Dotts smiles. “That ruse worked.”
Twenty-Seven
SMART
The year 1992–93 was one that most [Saipan] residents would probably like to forget. There were setbacks for the government, a serious blow to private enterprise, and social problems such as illegal drugs began to have a very serious impact on society. Little that coul
d be considered positive occurred.
—The Contemporary Pacific
“You’re looking at the luckiest guy in the world!” Hillblom shouted from the center of his resort-style swimming pool, where he was relaxing at his swim-up bar under the shade of a terra-cotta gazebo. He had just turned fifty years old—a milestone, he told his friend Bob O’Connor, that guaranteed he would live much longer. After twenty-four years of struggle and constant worrying, 1993 was to be a new beginning. Hillblom had accomplished nearly everything in life that he had set out to. He had both shrunk the world and expanded his empire. The hard work now was protecting it. The previous summer, Hillblom had entered a congressional hearing room for the first time in fifteen years to deliver a confident defense of his island, which the World Health Organization and two U.S. senators had called out as a hotbed of corruption, human trafficking, and prostitution. (Hillblom argued convincingly that the CNMI’s human rights record was far superior to that of its former occupier.) Meanwhile, DHL soaring on the wings of its new owners; Lufthansa and JAL’s jumbo jets were literally propelling Hillblom’s brainchild to record sales and profits. Budweiser in hand, and with Josephine at his side in a microscopic bikini, the second chapter of his life spread out before him as infinite as the view from the edge of his swimming pool.

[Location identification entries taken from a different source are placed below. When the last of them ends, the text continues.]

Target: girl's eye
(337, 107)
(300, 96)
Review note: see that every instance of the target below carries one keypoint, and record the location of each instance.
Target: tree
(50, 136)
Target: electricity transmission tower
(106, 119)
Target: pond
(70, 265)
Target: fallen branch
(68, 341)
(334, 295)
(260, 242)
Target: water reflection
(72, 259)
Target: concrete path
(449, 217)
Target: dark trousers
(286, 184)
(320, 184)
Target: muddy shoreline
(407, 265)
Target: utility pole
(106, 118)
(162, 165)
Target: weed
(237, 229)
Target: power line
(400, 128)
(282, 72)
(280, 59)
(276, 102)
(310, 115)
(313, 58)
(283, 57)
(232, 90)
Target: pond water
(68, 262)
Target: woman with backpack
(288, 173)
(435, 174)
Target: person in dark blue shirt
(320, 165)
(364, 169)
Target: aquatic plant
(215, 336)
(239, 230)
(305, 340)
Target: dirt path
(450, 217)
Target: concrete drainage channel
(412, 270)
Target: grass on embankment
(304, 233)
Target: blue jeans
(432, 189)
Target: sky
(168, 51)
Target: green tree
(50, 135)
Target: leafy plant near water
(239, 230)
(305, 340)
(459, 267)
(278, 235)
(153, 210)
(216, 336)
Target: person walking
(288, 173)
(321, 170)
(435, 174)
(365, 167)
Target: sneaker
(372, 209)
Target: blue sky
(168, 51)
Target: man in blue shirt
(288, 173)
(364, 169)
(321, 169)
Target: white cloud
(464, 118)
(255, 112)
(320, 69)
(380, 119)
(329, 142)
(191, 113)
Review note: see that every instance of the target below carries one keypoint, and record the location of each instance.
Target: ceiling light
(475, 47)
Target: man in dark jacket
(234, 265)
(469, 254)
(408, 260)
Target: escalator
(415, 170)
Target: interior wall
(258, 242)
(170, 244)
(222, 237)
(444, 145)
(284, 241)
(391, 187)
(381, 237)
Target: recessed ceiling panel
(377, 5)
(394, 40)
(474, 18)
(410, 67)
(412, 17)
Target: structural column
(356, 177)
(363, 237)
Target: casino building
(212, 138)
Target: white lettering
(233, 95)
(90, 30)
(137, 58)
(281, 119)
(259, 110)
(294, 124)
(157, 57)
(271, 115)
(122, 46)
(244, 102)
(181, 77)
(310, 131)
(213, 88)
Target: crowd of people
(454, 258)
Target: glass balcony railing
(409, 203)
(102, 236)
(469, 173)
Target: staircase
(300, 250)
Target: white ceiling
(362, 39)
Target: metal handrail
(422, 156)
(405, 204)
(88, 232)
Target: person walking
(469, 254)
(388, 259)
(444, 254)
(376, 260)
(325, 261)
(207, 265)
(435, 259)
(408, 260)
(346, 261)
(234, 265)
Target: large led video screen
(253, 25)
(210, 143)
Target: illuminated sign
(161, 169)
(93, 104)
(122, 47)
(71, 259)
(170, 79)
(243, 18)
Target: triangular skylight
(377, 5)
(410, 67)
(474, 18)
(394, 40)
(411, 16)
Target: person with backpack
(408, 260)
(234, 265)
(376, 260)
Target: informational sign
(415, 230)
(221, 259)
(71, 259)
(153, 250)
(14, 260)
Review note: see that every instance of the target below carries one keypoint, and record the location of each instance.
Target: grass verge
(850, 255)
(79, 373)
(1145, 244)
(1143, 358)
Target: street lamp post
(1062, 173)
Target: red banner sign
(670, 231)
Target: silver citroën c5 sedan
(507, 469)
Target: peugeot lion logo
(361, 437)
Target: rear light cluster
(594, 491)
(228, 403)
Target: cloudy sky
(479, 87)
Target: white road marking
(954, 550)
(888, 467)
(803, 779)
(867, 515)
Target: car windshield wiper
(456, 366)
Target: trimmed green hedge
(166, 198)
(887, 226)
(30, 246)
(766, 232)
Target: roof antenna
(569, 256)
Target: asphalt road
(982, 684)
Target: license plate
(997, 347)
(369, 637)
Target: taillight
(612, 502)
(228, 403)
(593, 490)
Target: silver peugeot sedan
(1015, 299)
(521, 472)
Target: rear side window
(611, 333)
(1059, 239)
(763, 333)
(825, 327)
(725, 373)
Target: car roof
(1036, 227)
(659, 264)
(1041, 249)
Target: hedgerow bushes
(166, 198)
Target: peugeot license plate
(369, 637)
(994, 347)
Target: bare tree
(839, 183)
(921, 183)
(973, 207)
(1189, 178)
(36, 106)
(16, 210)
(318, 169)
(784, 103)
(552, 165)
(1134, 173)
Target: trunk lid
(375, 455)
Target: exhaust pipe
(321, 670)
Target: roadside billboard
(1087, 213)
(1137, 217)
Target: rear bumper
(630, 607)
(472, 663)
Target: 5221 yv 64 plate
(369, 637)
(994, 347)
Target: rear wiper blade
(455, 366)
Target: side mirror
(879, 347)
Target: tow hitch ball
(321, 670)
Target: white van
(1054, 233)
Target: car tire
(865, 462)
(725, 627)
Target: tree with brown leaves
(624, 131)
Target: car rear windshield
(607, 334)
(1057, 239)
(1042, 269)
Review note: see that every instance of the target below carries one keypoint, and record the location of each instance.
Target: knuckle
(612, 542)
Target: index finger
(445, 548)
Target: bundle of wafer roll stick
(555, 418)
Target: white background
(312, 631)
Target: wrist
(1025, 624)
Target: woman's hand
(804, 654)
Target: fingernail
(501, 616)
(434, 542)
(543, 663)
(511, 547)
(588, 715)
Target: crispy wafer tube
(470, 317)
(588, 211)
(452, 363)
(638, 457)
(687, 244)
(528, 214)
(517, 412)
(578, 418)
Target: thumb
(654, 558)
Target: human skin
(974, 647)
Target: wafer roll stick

Larry Hillblom should have been the luckiest guy in the world that day, but the photocopies that Dex has just handed me suggest that his luck had begun to run out by then, that even the barstool upon which he sat was under siege.

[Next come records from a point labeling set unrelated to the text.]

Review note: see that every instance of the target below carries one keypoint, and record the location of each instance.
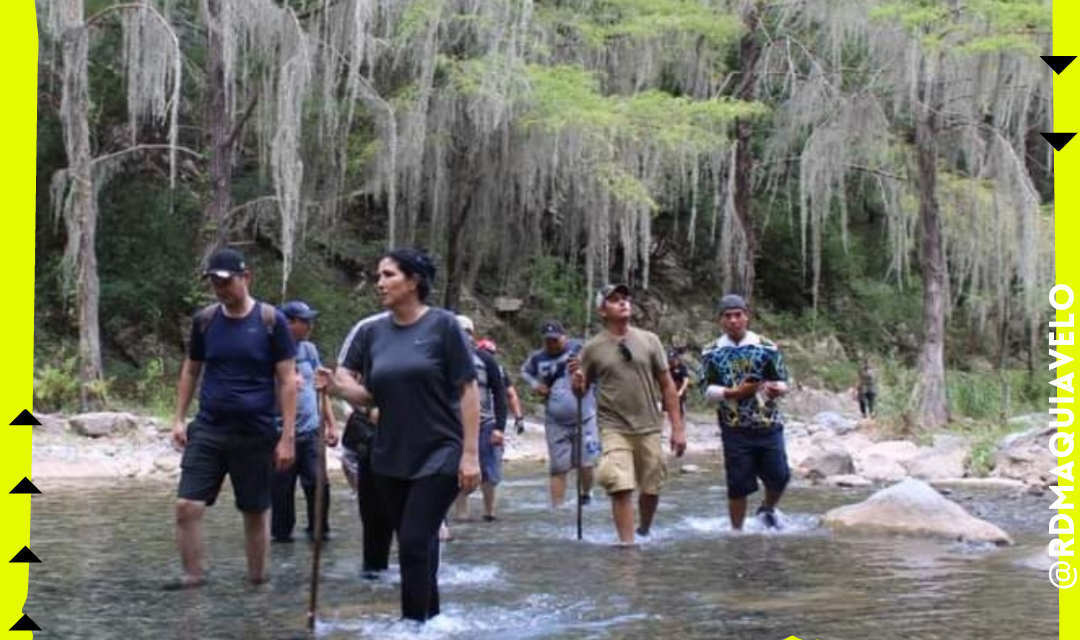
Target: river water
(108, 550)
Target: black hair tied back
(417, 264)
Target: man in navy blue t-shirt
(246, 354)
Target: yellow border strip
(1067, 262)
(18, 49)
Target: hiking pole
(581, 461)
(320, 509)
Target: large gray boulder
(104, 423)
(913, 507)
(51, 423)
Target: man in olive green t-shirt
(629, 367)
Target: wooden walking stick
(581, 461)
(320, 509)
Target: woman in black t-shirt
(416, 367)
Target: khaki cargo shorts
(631, 461)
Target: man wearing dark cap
(300, 318)
(743, 375)
(246, 355)
(545, 372)
(629, 367)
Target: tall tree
(931, 103)
(152, 65)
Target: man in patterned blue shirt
(743, 375)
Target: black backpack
(205, 315)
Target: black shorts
(246, 459)
(750, 454)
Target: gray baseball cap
(731, 301)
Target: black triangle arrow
(1057, 63)
(25, 556)
(25, 486)
(25, 624)
(1057, 140)
(26, 419)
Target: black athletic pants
(417, 508)
(378, 530)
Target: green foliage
(56, 385)
(557, 293)
(977, 27)
(683, 21)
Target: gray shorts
(561, 458)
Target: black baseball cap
(225, 263)
(298, 310)
(608, 290)
(552, 329)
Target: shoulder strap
(205, 315)
(269, 316)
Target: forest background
(868, 172)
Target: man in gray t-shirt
(493, 425)
(545, 372)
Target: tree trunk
(750, 53)
(81, 210)
(218, 123)
(930, 403)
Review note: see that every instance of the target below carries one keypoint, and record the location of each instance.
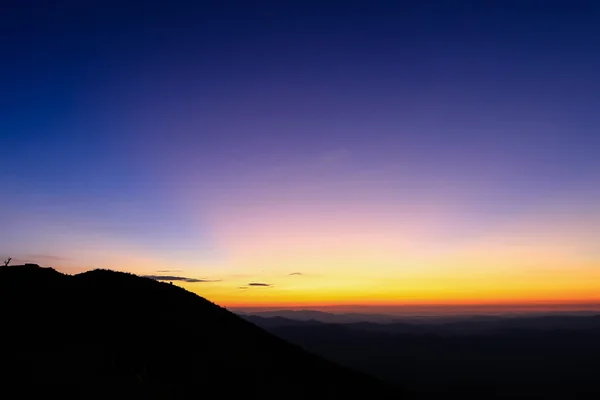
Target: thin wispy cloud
(46, 257)
(179, 278)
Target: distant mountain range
(458, 325)
(479, 357)
(104, 334)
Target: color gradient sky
(308, 153)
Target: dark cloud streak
(179, 278)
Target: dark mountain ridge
(531, 357)
(109, 334)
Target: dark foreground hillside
(548, 357)
(104, 334)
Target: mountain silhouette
(106, 334)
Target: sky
(268, 153)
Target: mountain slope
(107, 334)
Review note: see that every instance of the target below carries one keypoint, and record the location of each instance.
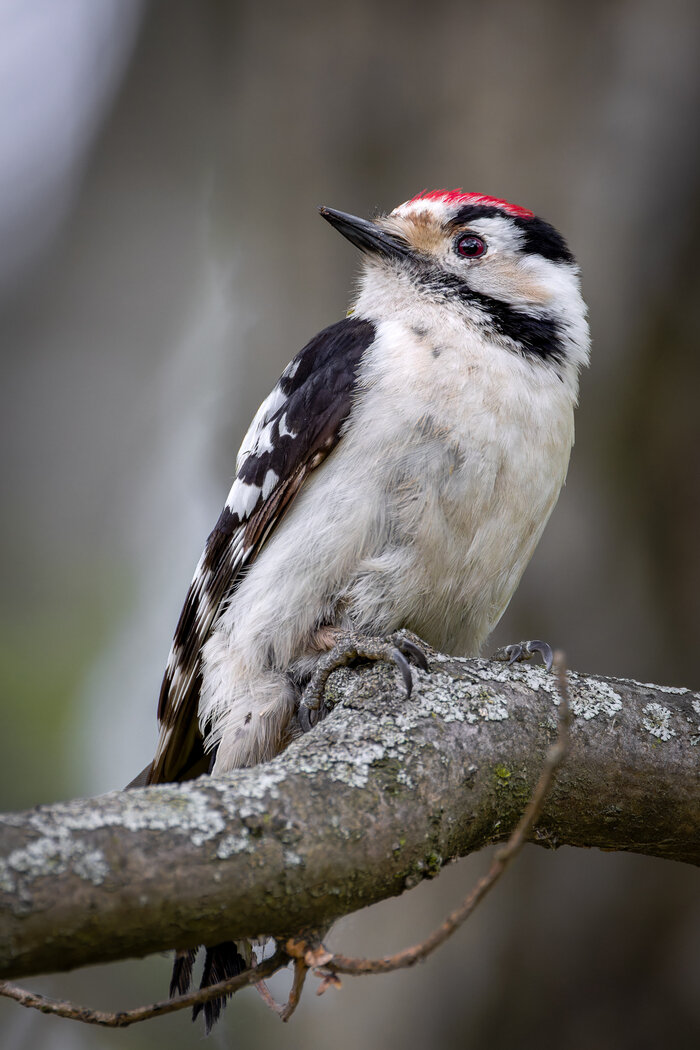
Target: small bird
(398, 477)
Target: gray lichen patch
(232, 844)
(590, 698)
(656, 720)
(441, 696)
(49, 856)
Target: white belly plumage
(419, 521)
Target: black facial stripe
(538, 236)
(534, 335)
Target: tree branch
(376, 798)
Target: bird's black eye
(470, 247)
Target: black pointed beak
(364, 235)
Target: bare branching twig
(315, 957)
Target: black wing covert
(293, 432)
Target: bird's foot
(526, 650)
(402, 648)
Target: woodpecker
(399, 476)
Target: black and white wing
(293, 432)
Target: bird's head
(495, 266)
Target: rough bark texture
(377, 797)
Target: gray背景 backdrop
(162, 259)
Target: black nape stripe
(535, 336)
(538, 236)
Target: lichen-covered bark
(377, 797)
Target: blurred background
(162, 259)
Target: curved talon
(525, 650)
(396, 649)
(545, 650)
(404, 667)
(514, 653)
(409, 648)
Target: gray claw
(415, 652)
(404, 667)
(514, 652)
(524, 650)
(306, 718)
(545, 651)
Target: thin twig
(555, 755)
(125, 1017)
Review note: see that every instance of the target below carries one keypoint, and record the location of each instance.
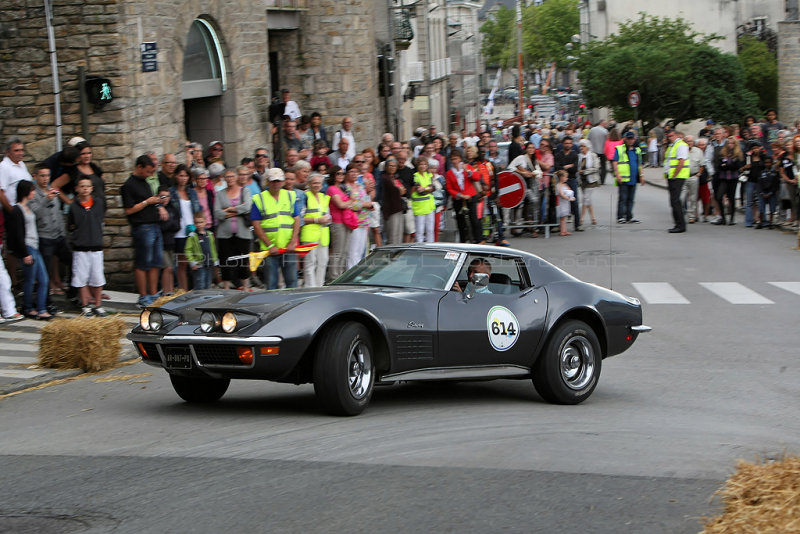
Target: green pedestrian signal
(99, 91)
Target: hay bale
(760, 498)
(160, 301)
(88, 343)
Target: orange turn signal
(245, 355)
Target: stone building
(195, 69)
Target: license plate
(178, 357)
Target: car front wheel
(568, 370)
(344, 375)
(193, 389)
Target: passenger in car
(478, 265)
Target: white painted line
(14, 373)
(18, 347)
(735, 293)
(7, 335)
(793, 287)
(19, 359)
(659, 293)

Hillblom was served in his office on April 7. Mitchell’s complaint, which I have the guilty pleasure of reading fifteen years later, might have been written by Hillblom himself for its hyperbole and the almost frantic tone of its accusations. First, Mitchell calls out Hillblom’s real estate development company as a “mere sham” and demands that he return his mansion to its rightful owner, who happens to be Mitchell’s client. Hillblom, the complaint asserts, had always known that buying real estate on Saipan violated the CNMI Constitution, but rather than bow to local law, Hillblom had chosen to embark on a conspiratorial end run around it, going so far as to fund the lawsuits of several taxpayers demanding that any land recovered should not go to Mitchell’s clients but to the CNMI government. Once Hillblom’s scheme is exposed, Mitchell promises to have him impeached of his special judge status. But that’s just the beginning. The main assault is not on Hillblom’s constitutional theories or legislative escapades; it is on the Hillblom mythos. DHL’s success, Mitchell argues, is almost all due to Peter Donnici, not Larry Hillblom. In fact, he says, DHL has succeeded despite Hillblom’s “erratic, unpredictable and unprofitable” behavior. Its founder is, in fact, one of the worst businessmen that Mitchell has met in his entire life!